The UK may be forced to change its “economic model” if it is locked out of the single market after Brexit, Chancellor Philip Hammond has said.
Mr Hammond said the government would not “lie down” and would “do whatever we have to do” to remain competitive.
He had been asked by a German newspaper if the UK could become a “tax haven” by further lowering corporation tax.
Labour’s Jeremy Corbyn said his comments sounded like “a recipe for some kind of trade war with Europe”.
-Single market or customs union deal?
-What are the Brexit models?
Having so far refused to offer a “running commentary” on her plans, Prime Minister Theresa May is expected to spell out the most detail so far of her Brexit strategy in a speech on Tuesday.
Reports have suggested she will signal pulling out of the EU single market and customs union, although Downing Street described this as “speculation”.
In an interview with German Welt am Sonntag newspaper, Mr Hammond said he was “optimistic” a reciprocal deal on market access could be struck, and that he hoped the UK would “remain in the mainstream of European economic and social thinking”.
“But if we are forced to be something different, then we will have to become something different,” he said.
“If we have no access to the European market, if we are closed off, if Britain were to leave the European Union without an agreement on market access, then we could suffer from economic damage at least in the short-term.
“In this case, we could be forced to change our economic model and we will have to change our model to regain competitiveness. And you can be sure we will do whatever we have to do.
“The British people are not going to lie down and say, too bad, we’ve been wounded. We will change our model, and we will come back, and we will be competitively engaged.”
Asked about Mr Hammond’s comments during an interview on The Andrew Marr Show Mr Corbyn said “He appears to be making a sort of threat to EU community saying ‘well, if you don’t give us exactly what we want, we are going to become this sort of strange entity on shore of Europe where there’ll be very low levels of corporate taxation, and designed to undermine the effectiveness or otherwise of industry across Europe.’
“It seems to me a recipe for some kind of trade war with Europe in the future. That really isn’t a very sensible way forward.”
Mr Corbyn also said Mrs May “appears to be heading us in the direction of a sort of bargain basement economy”, adding: “It seems to me an extremely risky strategy.”
According to Philip Hammond, Britain might be “forced” to change its economic model. To what? For some, the true advantage of leaving the EU would be to tear up the ‘rules’ and make Britain more like Singapore.
Singapore abides by World Trade Organisation and ASEAN (the Association of Southeast Asian Nations) trade rules, but it’s famed for its light touch regulation – especially when it comes to financial services – which some Brexiteers feel is the opposite of EU “meddling”.
But turning a large G7 economy with a robust social model into a city state might be difficult. It might involve the government handpicking which industries it thinks will be successes and rapidly neglecting existing sectors.
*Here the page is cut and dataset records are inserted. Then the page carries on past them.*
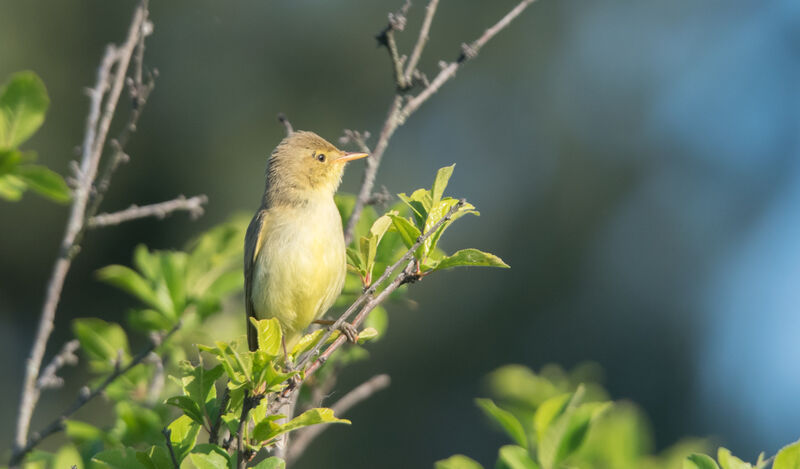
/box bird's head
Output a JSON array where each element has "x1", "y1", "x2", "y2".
[{"x1": 265, "y1": 131, "x2": 368, "y2": 203}]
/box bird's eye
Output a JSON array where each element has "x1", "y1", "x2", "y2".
[{"x1": 315, "y1": 153, "x2": 326, "y2": 162}]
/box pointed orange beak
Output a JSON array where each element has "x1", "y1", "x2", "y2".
[{"x1": 334, "y1": 151, "x2": 369, "y2": 163}]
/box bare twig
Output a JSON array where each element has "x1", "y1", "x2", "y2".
[
  {"x1": 277, "y1": 112, "x2": 294, "y2": 136},
  {"x1": 87, "y1": 194, "x2": 208, "y2": 228},
  {"x1": 403, "y1": 0, "x2": 440, "y2": 85},
  {"x1": 286, "y1": 374, "x2": 390, "y2": 463},
  {"x1": 13, "y1": 1, "x2": 151, "y2": 456},
  {"x1": 36, "y1": 340, "x2": 79, "y2": 391},
  {"x1": 10, "y1": 323, "x2": 181, "y2": 466},
  {"x1": 162, "y1": 428, "x2": 179, "y2": 469},
  {"x1": 343, "y1": 0, "x2": 536, "y2": 244}
]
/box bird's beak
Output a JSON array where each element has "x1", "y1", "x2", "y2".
[{"x1": 334, "y1": 152, "x2": 369, "y2": 163}]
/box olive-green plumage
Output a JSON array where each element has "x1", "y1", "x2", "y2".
[{"x1": 244, "y1": 131, "x2": 367, "y2": 351}]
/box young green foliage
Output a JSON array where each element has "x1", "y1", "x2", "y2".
[
  {"x1": 0, "y1": 71, "x2": 70, "y2": 203},
  {"x1": 392, "y1": 165, "x2": 508, "y2": 272}
]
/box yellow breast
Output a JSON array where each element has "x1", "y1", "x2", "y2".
[{"x1": 250, "y1": 197, "x2": 346, "y2": 347}]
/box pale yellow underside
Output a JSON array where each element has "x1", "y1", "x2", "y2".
[{"x1": 250, "y1": 196, "x2": 346, "y2": 348}]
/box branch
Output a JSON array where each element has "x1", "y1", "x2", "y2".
[
  {"x1": 162, "y1": 428, "x2": 179, "y2": 469},
  {"x1": 293, "y1": 200, "x2": 465, "y2": 381},
  {"x1": 87, "y1": 194, "x2": 208, "y2": 228},
  {"x1": 236, "y1": 393, "x2": 262, "y2": 469},
  {"x1": 13, "y1": 0, "x2": 151, "y2": 455},
  {"x1": 10, "y1": 322, "x2": 181, "y2": 466},
  {"x1": 286, "y1": 374, "x2": 390, "y2": 464},
  {"x1": 208, "y1": 388, "x2": 230, "y2": 445},
  {"x1": 403, "y1": 0, "x2": 440, "y2": 84},
  {"x1": 35, "y1": 340, "x2": 79, "y2": 391},
  {"x1": 343, "y1": 0, "x2": 536, "y2": 244}
]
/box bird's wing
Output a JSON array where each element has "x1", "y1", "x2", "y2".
[{"x1": 244, "y1": 208, "x2": 269, "y2": 351}]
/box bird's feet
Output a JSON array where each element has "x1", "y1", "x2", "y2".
[{"x1": 313, "y1": 319, "x2": 360, "y2": 343}]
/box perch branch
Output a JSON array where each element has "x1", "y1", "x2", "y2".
[
  {"x1": 87, "y1": 194, "x2": 208, "y2": 228},
  {"x1": 10, "y1": 323, "x2": 181, "y2": 466},
  {"x1": 286, "y1": 374, "x2": 391, "y2": 463},
  {"x1": 13, "y1": 0, "x2": 151, "y2": 456},
  {"x1": 343, "y1": 0, "x2": 537, "y2": 244},
  {"x1": 293, "y1": 200, "x2": 464, "y2": 379}
]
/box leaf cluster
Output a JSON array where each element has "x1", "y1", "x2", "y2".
[{"x1": 0, "y1": 71, "x2": 70, "y2": 202}]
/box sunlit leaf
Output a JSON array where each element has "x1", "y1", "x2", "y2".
[
  {"x1": 684, "y1": 454, "x2": 721, "y2": 469},
  {"x1": 72, "y1": 318, "x2": 130, "y2": 365},
  {"x1": 431, "y1": 164, "x2": 455, "y2": 207},
  {"x1": 0, "y1": 71, "x2": 49, "y2": 149},
  {"x1": 435, "y1": 249, "x2": 509, "y2": 271},
  {"x1": 14, "y1": 164, "x2": 70, "y2": 203},
  {"x1": 475, "y1": 399, "x2": 527, "y2": 449},
  {"x1": 774, "y1": 439, "x2": 800, "y2": 469},
  {"x1": 496, "y1": 445, "x2": 539, "y2": 469},
  {"x1": 434, "y1": 454, "x2": 484, "y2": 469}
]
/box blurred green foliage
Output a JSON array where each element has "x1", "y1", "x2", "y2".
[
  {"x1": 437, "y1": 364, "x2": 800, "y2": 469},
  {"x1": 0, "y1": 71, "x2": 69, "y2": 203}
]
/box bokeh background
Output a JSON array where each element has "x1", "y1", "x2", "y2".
[{"x1": 2, "y1": 0, "x2": 800, "y2": 467}]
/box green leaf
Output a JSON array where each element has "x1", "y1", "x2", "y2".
[
  {"x1": 533, "y1": 393, "x2": 570, "y2": 444},
  {"x1": 431, "y1": 164, "x2": 455, "y2": 206},
  {"x1": 475, "y1": 399, "x2": 527, "y2": 449},
  {"x1": 166, "y1": 396, "x2": 204, "y2": 427},
  {"x1": 128, "y1": 308, "x2": 174, "y2": 333},
  {"x1": 684, "y1": 454, "x2": 721, "y2": 469},
  {"x1": 0, "y1": 174, "x2": 26, "y2": 200},
  {"x1": 249, "y1": 317, "x2": 283, "y2": 356},
  {"x1": 13, "y1": 164, "x2": 70, "y2": 203},
  {"x1": 251, "y1": 457, "x2": 286, "y2": 469},
  {"x1": 97, "y1": 265, "x2": 169, "y2": 313},
  {"x1": 389, "y1": 214, "x2": 421, "y2": 250},
  {"x1": 72, "y1": 318, "x2": 130, "y2": 366},
  {"x1": 435, "y1": 455, "x2": 485, "y2": 469},
  {"x1": 52, "y1": 444, "x2": 83, "y2": 469},
  {"x1": 0, "y1": 149, "x2": 22, "y2": 174},
  {"x1": 92, "y1": 448, "x2": 145, "y2": 469},
  {"x1": 537, "y1": 387, "x2": 609, "y2": 469},
  {"x1": 168, "y1": 415, "x2": 201, "y2": 463},
  {"x1": 0, "y1": 71, "x2": 49, "y2": 149},
  {"x1": 186, "y1": 452, "x2": 228, "y2": 469},
  {"x1": 774, "y1": 439, "x2": 800, "y2": 469},
  {"x1": 160, "y1": 252, "x2": 187, "y2": 315},
  {"x1": 717, "y1": 448, "x2": 753, "y2": 469},
  {"x1": 253, "y1": 408, "x2": 349, "y2": 443},
  {"x1": 397, "y1": 188, "x2": 431, "y2": 229},
  {"x1": 435, "y1": 248, "x2": 509, "y2": 271},
  {"x1": 495, "y1": 445, "x2": 539, "y2": 469}
]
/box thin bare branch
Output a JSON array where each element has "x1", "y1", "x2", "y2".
[
  {"x1": 36, "y1": 340, "x2": 79, "y2": 391},
  {"x1": 344, "y1": 0, "x2": 536, "y2": 244},
  {"x1": 287, "y1": 374, "x2": 391, "y2": 463},
  {"x1": 404, "y1": 0, "x2": 440, "y2": 84},
  {"x1": 14, "y1": 1, "x2": 151, "y2": 455},
  {"x1": 87, "y1": 194, "x2": 208, "y2": 228},
  {"x1": 11, "y1": 323, "x2": 181, "y2": 466}
]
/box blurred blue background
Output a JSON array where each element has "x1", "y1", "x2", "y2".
[{"x1": 1, "y1": 0, "x2": 799, "y2": 467}]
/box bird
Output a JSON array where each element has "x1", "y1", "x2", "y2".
[{"x1": 244, "y1": 130, "x2": 368, "y2": 353}]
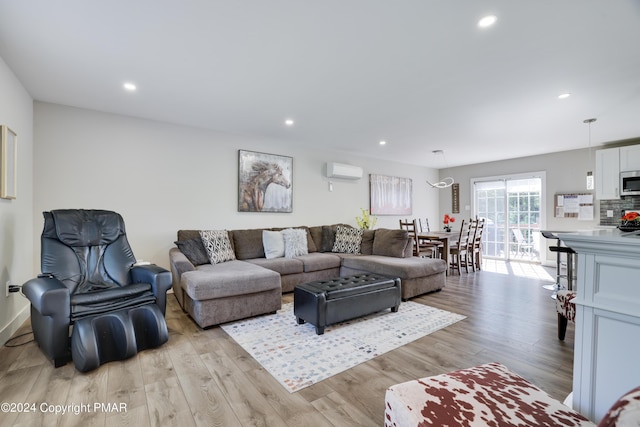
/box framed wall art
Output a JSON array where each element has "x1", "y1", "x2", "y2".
[
  {"x1": 238, "y1": 149, "x2": 293, "y2": 212},
  {"x1": 1, "y1": 125, "x2": 17, "y2": 200},
  {"x1": 369, "y1": 174, "x2": 412, "y2": 215}
]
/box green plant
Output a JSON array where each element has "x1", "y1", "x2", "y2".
[{"x1": 355, "y1": 208, "x2": 378, "y2": 230}]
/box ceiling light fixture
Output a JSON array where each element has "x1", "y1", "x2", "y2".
[
  {"x1": 478, "y1": 15, "x2": 497, "y2": 28},
  {"x1": 426, "y1": 150, "x2": 455, "y2": 189},
  {"x1": 123, "y1": 82, "x2": 137, "y2": 91},
  {"x1": 558, "y1": 93, "x2": 571, "y2": 99},
  {"x1": 584, "y1": 118, "x2": 596, "y2": 190},
  {"x1": 379, "y1": 140, "x2": 387, "y2": 146},
  {"x1": 284, "y1": 119, "x2": 294, "y2": 126}
]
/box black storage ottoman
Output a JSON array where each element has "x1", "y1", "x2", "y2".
[{"x1": 293, "y1": 273, "x2": 401, "y2": 335}]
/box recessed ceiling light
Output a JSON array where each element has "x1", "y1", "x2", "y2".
[
  {"x1": 379, "y1": 140, "x2": 387, "y2": 145},
  {"x1": 285, "y1": 119, "x2": 294, "y2": 126},
  {"x1": 478, "y1": 15, "x2": 497, "y2": 28},
  {"x1": 558, "y1": 93, "x2": 571, "y2": 99},
  {"x1": 123, "y1": 82, "x2": 137, "y2": 91}
]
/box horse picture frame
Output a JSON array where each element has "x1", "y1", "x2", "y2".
[{"x1": 238, "y1": 149, "x2": 293, "y2": 213}]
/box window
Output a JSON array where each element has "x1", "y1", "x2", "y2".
[{"x1": 473, "y1": 173, "x2": 545, "y2": 262}]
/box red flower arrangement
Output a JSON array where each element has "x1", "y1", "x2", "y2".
[{"x1": 443, "y1": 214, "x2": 456, "y2": 232}]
Millions of people would need to get brand new qualifications while those with undesirable skills would become surplus to requirements. Massive infrastructure projects might be rushed through with minimal consultation.
For a country with Britain’s past and present, is that a possible future?
Scottish First Minister Nicola Sturgeon said it appeared Brexit would mean a “low-tax, deregulated race to the bottom”, with workers’ rights and environmental protections threatened.
She wrote on Twitter: “If that is the case, it raises a more fundamental question – not just are we in/out EU, but what kind of country do we want to be?”
In her speech on Tuesday, the prime minister is expected to call on the country to “put an end to the division” created by the EU referendum result. She will urge the UK to leave behind words such as “Leaver and Remainer and all the accompanying insults and unite to make a success of Brexit and build a truly global Britain”.
Several of Sunday’s newspapers claim Mrs May will outline a “hard Brexit” approach, a term used to imply prioritising migration controls over single market access.
Northern Ireland Secretary James Brokenshire said he did not think it was a “binary choice” between trade and migration, but added that the “very stark message” from the EU referendum was that “free movement as it exists today cannot continue in to the future”.
Speaking on the BBC’s Sunday Politics, Liberal Democrat leader Tim Farron said a “hard Brexit” had not been on the ballot paper in June’s referendum and accused the PM of adopting “the Nigel Farage vision” of Brexit. Mr Farage, the former UKIP leader, told Sky News he had “yet to be convinced” by the PM’s approach.